Nosotros hemos recibido este mandamiento de Dios que » quien ama a Dios debe también amar a su hermano»; y el Espíritu Santo nos asegura por la boca del bien amado discípulo san Juan que «el que no ama a su hermano, que es una imagen de Dios que entra por los sentidos, no puede amar a Dios a quien no ve». Es lo que el difunto Sr. Jolly ha inculcado en las conferencias que dio sobre este tema grande e importante de la caridad del prójimo. La perfección de la ley es la caridad: «Estamos dedicados, decía, a esta virtud; debemos acomodarnos a nuestro deber. Esta virtud es todo nuestro bien y nuestro tesoro, es un bien que nadie nos puede quitar». Se ha enriquecido sin duda él mismo con esta clase de riquezas, ya que toda su vida se ha repartido entre los ejercicios del amor de Dios y los de la gran caridad que tenía para con su prójimo. Le veía no como hombre, sino como Dios; no según los sentimientos de la naturaleza. Sino según la luz de la fe. Tenía como primer principio esta gran máxima de san Agustín y de los demás maestros de la vida espiritual que Dios nos ha dicho sin cesar en el fondo de corazón y en la sagrada Escritura:
«Dad a éstos aquello que a mí me debéis; os tendré en cuenta el menor servicio que hayáis prestado al menor de mis hermanos, como si yo lo hubiera recibido de vosotros en mi propia persona».
Con este modo de reconocer los beneficios recibidos y de obligar a Nuestro Señor Jesucristo como nuestro caritativo Padre se ocupó de todas las necesidades de sus hijos y difundió su caridad hasta con los extranjeros. Es esta una excelente práctica que se había prescrito en este asunto: «Yo debo, decía él, buscar a Dios únicamente en todas las cosas, no temer el desprecio ni afligirme por él; alegrarme mucho por el bien del prójimo; y como no puedo hacer nada, necesito tomar parte en bien que hacen los demás, pedir de continuo por ellos, tenerles un afecto tierno, afligirme de sus indisposiciones y asistirlos en todo lo que me sea posible». Podía decir muy bien con el santo Apóstol hablando a los fieles: «¿Quién está enfermo y yo no lo esté con él? ¿Quién sufre menoscabo en la virtud y en los dones de Dios y yo no sufra un tormento insoportable? Me alegro por vuestra abundancia, me afligen vuestras pérdidas, me sois tan queridos como mis propias entrañas, y quien a vosotros toca a mí me hiere en la parte que me es más sensible».

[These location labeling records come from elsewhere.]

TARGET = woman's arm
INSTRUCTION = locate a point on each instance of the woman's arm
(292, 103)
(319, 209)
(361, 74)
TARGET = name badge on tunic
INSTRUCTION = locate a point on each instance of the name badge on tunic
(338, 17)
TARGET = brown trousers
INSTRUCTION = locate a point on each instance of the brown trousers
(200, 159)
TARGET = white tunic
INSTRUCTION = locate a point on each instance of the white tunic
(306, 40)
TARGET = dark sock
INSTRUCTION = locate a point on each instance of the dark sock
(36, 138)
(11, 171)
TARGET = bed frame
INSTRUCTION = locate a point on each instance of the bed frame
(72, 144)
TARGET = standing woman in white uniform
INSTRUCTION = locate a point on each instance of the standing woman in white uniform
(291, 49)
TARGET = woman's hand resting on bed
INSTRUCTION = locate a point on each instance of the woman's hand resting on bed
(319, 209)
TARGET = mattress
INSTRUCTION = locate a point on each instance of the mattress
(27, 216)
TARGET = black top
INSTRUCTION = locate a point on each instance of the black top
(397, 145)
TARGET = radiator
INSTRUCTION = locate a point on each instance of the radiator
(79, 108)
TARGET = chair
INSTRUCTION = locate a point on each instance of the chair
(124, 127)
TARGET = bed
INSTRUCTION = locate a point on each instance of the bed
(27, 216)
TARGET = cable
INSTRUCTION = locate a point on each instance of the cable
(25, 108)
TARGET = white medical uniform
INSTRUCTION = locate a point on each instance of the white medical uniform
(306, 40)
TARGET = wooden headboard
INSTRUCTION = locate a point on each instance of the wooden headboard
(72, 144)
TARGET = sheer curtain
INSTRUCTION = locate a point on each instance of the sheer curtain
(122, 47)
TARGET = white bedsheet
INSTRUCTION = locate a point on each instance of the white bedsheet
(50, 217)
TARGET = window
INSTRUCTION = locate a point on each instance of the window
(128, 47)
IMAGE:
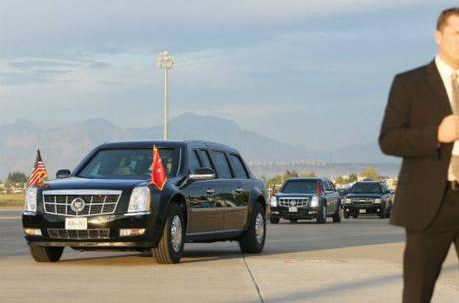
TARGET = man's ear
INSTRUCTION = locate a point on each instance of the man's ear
(438, 37)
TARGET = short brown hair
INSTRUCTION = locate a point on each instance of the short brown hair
(444, 16)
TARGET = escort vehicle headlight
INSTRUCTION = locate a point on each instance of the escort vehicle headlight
(273, 201)
(140, 200)
(315, 201)
(31, 199)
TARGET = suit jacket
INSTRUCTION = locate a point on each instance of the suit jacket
(417, 104)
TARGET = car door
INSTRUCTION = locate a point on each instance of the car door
(237, 214)
(332, 197)
(229, 196)
(202, 214)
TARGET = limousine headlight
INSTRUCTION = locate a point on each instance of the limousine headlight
(31, 199)
(140, 200)
(273, 202)
(315, 201)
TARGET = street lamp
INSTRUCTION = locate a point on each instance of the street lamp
(165, 62)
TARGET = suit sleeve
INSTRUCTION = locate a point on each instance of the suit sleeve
(397, 137)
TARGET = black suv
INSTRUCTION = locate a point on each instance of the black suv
(367, 197)
(107, 202)
(306, 198)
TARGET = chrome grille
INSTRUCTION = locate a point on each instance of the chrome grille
(363, 200)
(298, 202)
(96, 202)
(88, 234)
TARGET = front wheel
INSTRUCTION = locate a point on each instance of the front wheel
(322, 215)
(170, 246)
(46, 254)
(253, 239)
(274, 220)
(382, 212)
(338, 215)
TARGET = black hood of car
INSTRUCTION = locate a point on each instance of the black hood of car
(83, 183)
(363, 195)
(289, 195)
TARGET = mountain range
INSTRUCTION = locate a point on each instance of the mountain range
(64, 146)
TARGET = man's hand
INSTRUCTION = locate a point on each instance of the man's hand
(448, 131)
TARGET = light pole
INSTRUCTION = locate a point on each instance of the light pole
(165, 61)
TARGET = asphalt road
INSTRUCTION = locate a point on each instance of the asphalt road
(302, 262)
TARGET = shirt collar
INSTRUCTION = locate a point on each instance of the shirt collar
(445, 70)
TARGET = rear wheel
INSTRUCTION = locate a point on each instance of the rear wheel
(46, 254)
(253, 239)
(170, 246)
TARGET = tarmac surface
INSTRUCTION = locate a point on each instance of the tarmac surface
(358, 260)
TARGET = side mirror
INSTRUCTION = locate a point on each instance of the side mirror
(63, 173)
(202, 173)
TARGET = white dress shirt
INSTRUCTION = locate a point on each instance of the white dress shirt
(446, 72)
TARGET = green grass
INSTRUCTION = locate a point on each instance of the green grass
(11, 200)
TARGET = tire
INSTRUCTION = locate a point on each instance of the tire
(253, 239)
(338, 215)
(274, 220)
(382, 212)
(168, 250)
(322, 215)
(388, 213)
(46, 254)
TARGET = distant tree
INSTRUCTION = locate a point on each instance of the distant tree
(291, 174)
(16, 177)
(370, 173)
(309, 174)
(339, 180)
(353, 178)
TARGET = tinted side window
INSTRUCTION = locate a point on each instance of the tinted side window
(204, 155)
(222, 166)
(194, 161)
(238, 167)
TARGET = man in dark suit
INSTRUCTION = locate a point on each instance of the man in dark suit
(421, 125)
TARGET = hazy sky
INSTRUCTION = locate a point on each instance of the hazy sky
(313, 72)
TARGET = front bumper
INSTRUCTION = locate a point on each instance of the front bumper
(362, 208)
(102, 231)
(301, 213)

No quería que nos dolieran prendas en cuanto a los alivios necesarios o incluso por los pequeños consuelos de los enfermos. Un día uno de los enfermeros le hablaba de un joven seminarista que tenía una gran debilidad de estómago y le decía que había un remedio muy bueno para ese mal, pero que era muy costoso; el Sr. Jolly le detuvo con una especie de indignación, le decía: «En qué está pensando usted, hermano mío, si no hay suficiente dinero en la casa, venderemos los cálices; pero haced lo que hay que hacer y no reparéis en lo que cuestan las medicinas». Envió a algunos a tomar los aires en el campo y a otros a las aguas de Forges y de Bourbon, con mucha solicitud. Y si se mostró un tanto remiso en conceder algún alivio extraordinario fue seguramente por temor de dañar a la Compañía y no por ningún sentimiento de dureza o de indiferencia por las personas a las que profesaba gran afecto; pero temía que se convirtieran en sensuales, y que el demasiado cuidado del cuerpo debilitara en nosotros el fervor del espíritu y nos llevara a descuidar nuestra perfección y la salud de nuestras almas.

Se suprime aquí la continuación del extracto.